Let's assume we are given a coin with no information about its bias ($P(H)$ is unknown) or independence ($P(H|T)$ may or may not be equal to $P(H)$, we only know that $P(H) + P(T) = 1$. Let's assume we toss the coin a sufficient number of times and are asked to estimate $P(H|T)$. That is the probability of getting heads after getting tails. How should we calculate the above probability?
- Can we group the outcomes in exclusive pairs or should we apply a rolling window of two to the sequence?

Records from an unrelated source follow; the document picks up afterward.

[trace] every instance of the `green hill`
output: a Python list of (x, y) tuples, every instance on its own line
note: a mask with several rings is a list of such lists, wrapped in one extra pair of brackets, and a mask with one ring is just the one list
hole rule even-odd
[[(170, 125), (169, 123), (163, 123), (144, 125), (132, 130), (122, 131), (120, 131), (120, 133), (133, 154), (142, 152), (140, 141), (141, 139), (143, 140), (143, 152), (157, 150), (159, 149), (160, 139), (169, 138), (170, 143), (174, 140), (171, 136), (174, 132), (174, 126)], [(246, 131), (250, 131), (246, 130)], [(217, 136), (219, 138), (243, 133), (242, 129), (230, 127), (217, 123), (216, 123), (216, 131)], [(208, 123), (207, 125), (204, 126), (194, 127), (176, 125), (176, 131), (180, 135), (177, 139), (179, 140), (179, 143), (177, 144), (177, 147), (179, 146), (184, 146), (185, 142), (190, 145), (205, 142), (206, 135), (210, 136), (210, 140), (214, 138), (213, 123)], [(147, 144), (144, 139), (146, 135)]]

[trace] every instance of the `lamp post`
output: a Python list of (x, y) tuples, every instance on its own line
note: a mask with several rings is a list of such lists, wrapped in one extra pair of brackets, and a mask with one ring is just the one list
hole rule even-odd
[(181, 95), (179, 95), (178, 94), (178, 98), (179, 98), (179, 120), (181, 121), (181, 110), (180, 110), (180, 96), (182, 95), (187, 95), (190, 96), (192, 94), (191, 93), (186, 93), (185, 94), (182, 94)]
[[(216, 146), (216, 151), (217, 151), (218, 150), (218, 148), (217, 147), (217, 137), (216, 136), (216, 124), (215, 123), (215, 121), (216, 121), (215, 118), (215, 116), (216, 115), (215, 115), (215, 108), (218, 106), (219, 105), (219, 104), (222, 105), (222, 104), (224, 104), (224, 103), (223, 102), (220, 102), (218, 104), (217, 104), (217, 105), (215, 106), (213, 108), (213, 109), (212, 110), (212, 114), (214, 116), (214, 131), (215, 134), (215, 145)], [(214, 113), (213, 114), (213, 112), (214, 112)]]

The results will be different based on the above decision. Assume, we see the following sequence: ....HHTT..... if we group HH and TT separately, the count of HT will be different than if we estimate the counts on a rolling basis (HH, HT, TT).
- Why doesn't the law of conditional probabilities $P(A|B) =\frac{P(A, B)}{P(B)}$ apply here?
Hi: If you want to estimate $P(H | T)$, this is equal to (the number of times that an H occurred immediately after a T) divided by (the number of times that a T occurred). Therefore, it is equal to the number of times you get an TH sequence divided by the number of times you get a T.
so, if you had T, H, T, T, H, the estimate would be 2/3.
In your specific example with H, H, T, T, it would be 0/1 = 0 because you can't count the last T because you didn't see the one after the last T.